I had a human base mesh that I can start sculpting from. After establishing the basic anatomy, I then exaggerated his distinctive features, like the squarish jaw, pronounced cheekbones, and deep-set eyes. It’s always a good idea to start as a caricature first, then slowly reduce the intensity of exaggeration. I think this way is very effective to get the personality quickly.
Another important thing is to not go into details too fast. Focusing on the big shapes, proportion, and personality first. It will pay off in the long run.
For the clothes, I used Marvelous Designer with some detailing in ZBrush. The geometry is quite simple, just a couple of loops around the parts that will deform and keep the rest straight and clean.
Before this class, I thought it would be time-consuming to produce realistic skin textures. But it was actually very straightforward and fast.
Here is my displacement map creation process:
- Prepare the head mesh with efficient UVs
- Find the proper skin textures from Texturing XYZ
- Project the high-resolution maps onto the head mesh using Wrap 3D
- Clean up in Mudbox and Photoshop
- Sculpt additional details in ZBrush.
The same goes for color maps; I used a female head texture from the 3D Scan Store and overlaid the displacement map on top to match the detail. With some color adjustment and cleanup, I was able to produce high-quality skin textures in no time.
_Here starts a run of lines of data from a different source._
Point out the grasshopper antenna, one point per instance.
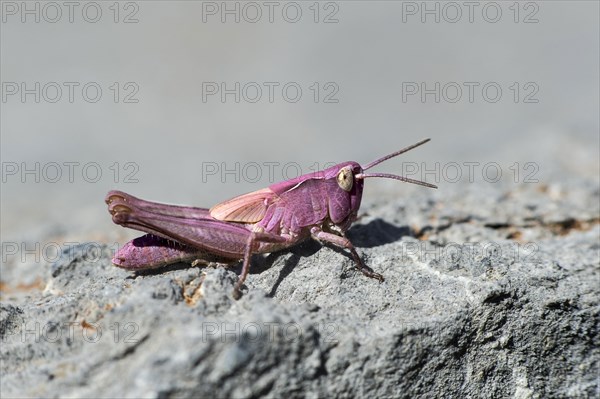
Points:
(396, 177)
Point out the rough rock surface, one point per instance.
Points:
(488, 293)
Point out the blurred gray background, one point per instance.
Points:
(542, 55)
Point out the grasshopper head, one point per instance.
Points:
(346, 182)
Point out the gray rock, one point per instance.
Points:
(488, 293)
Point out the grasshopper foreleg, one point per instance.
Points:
(343, 242)
(254, 239)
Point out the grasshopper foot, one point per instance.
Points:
(370, 273)
(237, 293)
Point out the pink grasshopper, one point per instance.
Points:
(322, 205)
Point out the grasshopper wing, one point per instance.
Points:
(247, 208)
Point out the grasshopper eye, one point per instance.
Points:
(345, 179)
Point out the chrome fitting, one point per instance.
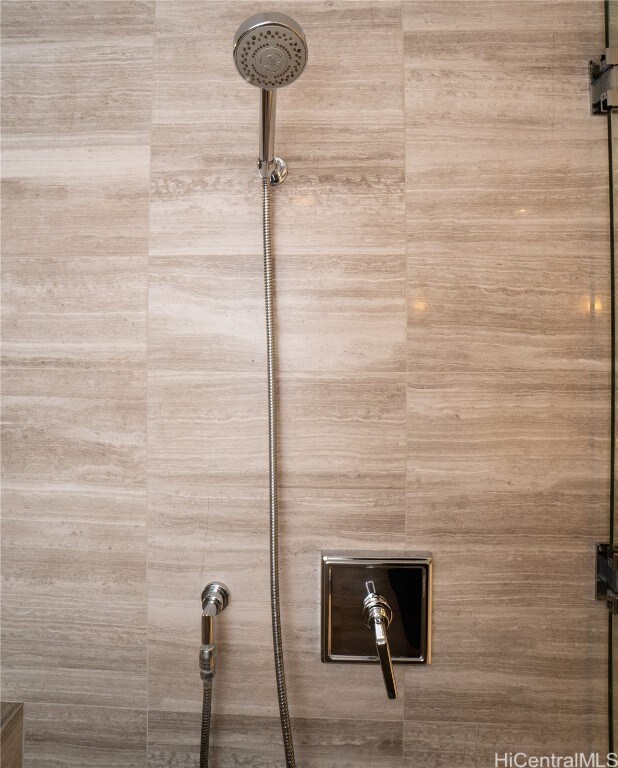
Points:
(215, 598)
(275, 170)
(208, 661)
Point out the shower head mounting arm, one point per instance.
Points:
(269, 166)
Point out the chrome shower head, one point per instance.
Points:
(270, 50)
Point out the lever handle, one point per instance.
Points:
(377, 615)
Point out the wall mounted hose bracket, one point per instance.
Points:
(604, 83)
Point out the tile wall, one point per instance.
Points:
(443, 308)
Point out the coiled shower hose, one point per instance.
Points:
(205, 732)
(284, 713)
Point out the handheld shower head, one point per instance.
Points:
(270, 52)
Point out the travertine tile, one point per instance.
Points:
(206, 313)
(341, 313)
(342, 431)
(507, 243)
(63, 425)
(207, 428)
(508, 453)
(79, 558)
(333, 314)
(475, 745)
(498, 663)
(316, 520)
(59, 736)
(74, 312)
(104, 188)
(514, 312)
(335, 431)
(73, 502)
(67, 650)
(201, 533)
(94, 63)
(255, 741)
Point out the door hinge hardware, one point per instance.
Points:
(604, 82)
(607, 573)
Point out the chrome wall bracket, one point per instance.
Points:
(607, 576)
(604, 83)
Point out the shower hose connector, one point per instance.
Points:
(215, 598)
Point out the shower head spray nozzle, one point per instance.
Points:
(270, 50)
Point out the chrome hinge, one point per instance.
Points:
(604, 83)
(607, 571)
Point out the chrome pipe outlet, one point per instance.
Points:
(215, 598)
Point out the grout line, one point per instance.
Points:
(147, 361)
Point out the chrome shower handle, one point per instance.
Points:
(377, 615)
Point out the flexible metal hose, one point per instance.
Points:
(205, 733)
(284, 714)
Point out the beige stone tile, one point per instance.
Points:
(207, 428)
(74, 312)
(475, 745)
(341, 313)
(197, 534)
(240, 741)
(515, 312)
(335, 431)
(73, 502)
(519, 568)
(316, 520)
(75, 201)
(206, 313)
(342, 431)
(77, 558)
(108, 737)
(506, 200)
(94, 65)
(508, 453)
(74, 426)
(333, 314)
(245, 674)
(89, 21)
(497, 663)
(63, 650)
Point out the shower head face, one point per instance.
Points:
(270, 50)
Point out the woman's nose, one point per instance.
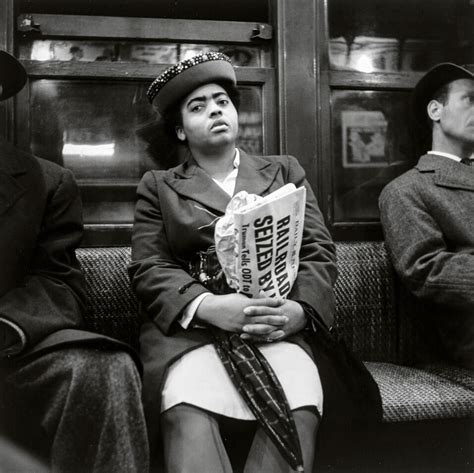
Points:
(215, 109)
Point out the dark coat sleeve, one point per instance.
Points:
(52, 294)
(317, 270)
(419, 250)
(160, 283)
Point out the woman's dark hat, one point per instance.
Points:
(430, 83)
(182, 78)
(12, 75)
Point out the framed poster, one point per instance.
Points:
(364, 136)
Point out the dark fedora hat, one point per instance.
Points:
(431, 82)
(182, 78)
(12, 75)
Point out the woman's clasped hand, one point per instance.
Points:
(257, 320)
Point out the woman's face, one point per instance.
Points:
(209, 119)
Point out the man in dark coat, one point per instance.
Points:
(71, 396)
(428, 213)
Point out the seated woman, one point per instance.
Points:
(190, 389)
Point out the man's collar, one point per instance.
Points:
(445, 155)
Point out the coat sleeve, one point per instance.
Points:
(420, 252)
(317, 271)
(162, 286)
(52, 295)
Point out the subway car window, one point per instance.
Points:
(371, 147)
(390, 35)
(89, 67)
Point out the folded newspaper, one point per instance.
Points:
(258, 241)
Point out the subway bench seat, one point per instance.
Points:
(428, 405)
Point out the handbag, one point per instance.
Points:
(351, 396)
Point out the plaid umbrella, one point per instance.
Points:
(259, 387)
(249, 370)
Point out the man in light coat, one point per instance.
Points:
(71, 396)
(428, 213)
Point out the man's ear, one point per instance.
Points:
(180, 133)
(434, 110)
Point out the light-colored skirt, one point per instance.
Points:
(200, 379)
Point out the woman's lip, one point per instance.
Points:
(219, 126)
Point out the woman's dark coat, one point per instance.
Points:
(174, 219)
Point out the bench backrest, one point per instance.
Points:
(365, 295)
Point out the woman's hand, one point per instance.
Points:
(233, 312)
(260, 316)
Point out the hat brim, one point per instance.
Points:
(12, 75)
(430, 83)
(190, 79)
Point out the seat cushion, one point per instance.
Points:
(413, 394)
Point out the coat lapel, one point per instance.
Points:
(448, 173)
(189, 180)
(255, 175)
(12, 165)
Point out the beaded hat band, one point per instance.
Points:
(182, 78)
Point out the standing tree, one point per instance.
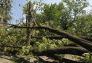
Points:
(72, 9)
(5, 7)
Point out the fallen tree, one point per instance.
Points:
(64, 50)
(82, 42)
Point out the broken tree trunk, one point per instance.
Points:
(64, 50)
(82, 42)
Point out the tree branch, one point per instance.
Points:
(64, 50)
(84, 43)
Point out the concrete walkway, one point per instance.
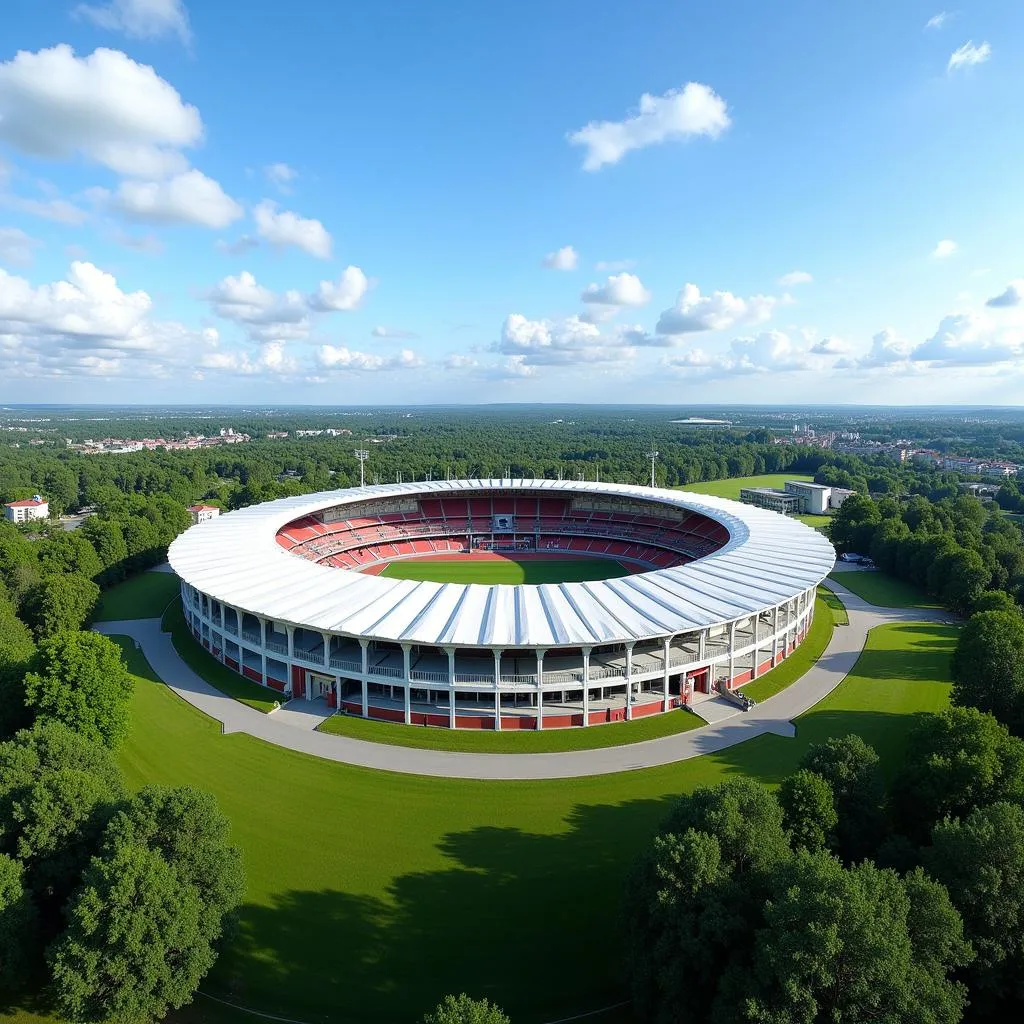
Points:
(772, 716)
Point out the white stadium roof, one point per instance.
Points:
(236, 559)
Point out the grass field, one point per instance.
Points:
(206, 666)
(881, 589)
(730, 488)
(507, 570)
(378, 893)
(549, 740)
(143, 596)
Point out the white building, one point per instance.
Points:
(28, 509)
(201, 513)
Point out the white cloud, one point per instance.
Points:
(829, 346)
(340, 357)
(1012, 296)
(973, 339)
(190, 198)
(139, 18)
(679, 114)
(344, 294)
(287, 228)
(693, 311)
(620, 290)
(969, 55)
(392, 333)
(562, 259)
(16, 248)
(795, 278)
(108, 108)
(282, 176)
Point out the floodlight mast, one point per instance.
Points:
(361, 455)
(652, 455)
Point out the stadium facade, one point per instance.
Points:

Creating Fabrics and Clothes Details
My process for the fabric textures:
- Block out the color first to see the big picture
- Find appropriate fabric materials from Substance Source, then modify them to my liking
- Procedurally create some damage and discoloration with the baked curvature and AO maps
- Manually paint final details to break up the procedural patterns
- Add fuzz with Xgen.
For the buttons, tie clip, and the pocket watch, I did the polygon modeling with Maya and used Substance Painter for texturing.
The hair was actually the most challenging part of the whole course for me! Even though Pete did an amazing demo on XGen interactive grooming, I had a hard time matching the hairstyle. I ended up using XGen core for the hair; I like its non-destructive workflow and the ability to control the clumping with guides.
My first step was placing the guides for the hair to follow. Then, I painted a region map to divide the long hair (top) and shaved hair (back and sides). I also had a density map for a smoother border transition. Once things were set up, I added the modifiers as the final step to shape the hair further. I used clump, cut, and noise modifiers for this case and just tried to match the reference as close as I could. I highly recommend Tom Newbury’s in-depth Xgen tutorial if anyone is interested.
As for the lighting, I always tried to find some good reference for outdoor, indoor, and studio lighting first. So, I would have a rough idea of what I want. I also did several HDRI lighting tests (Images are from HDRI Haven). For those, I just kept the SkyDome intensity as 1 without any other lights in the scene.
Once I found the HDRI I like, I added the 3 point lights system for fine-tuning. But I also tried to keep them integrated with the background. The key light is for sculpting the forms and emphasizing the character’s features. The rim light is for outlining the silhouette, hair, and bringing out the SSS of the ears. Finally, I create some volumetric fog to add a bit of mood.
The biggest challenge is the entire workflow. I have to go back and forth with different software, and it can be very time-consuming. But Pete made it very organized and step-by-step; I understood the workflow quickly and benefited a lot from this iterative process. Also, I learned to be more patient with those dull but essential steps. Once I overcame those obstacles, the result was very rewarding and gave me a sense of accomplishment.
For my next project, I want to create a real-time character using the techniques and concepts I learned from this course. It would be fun!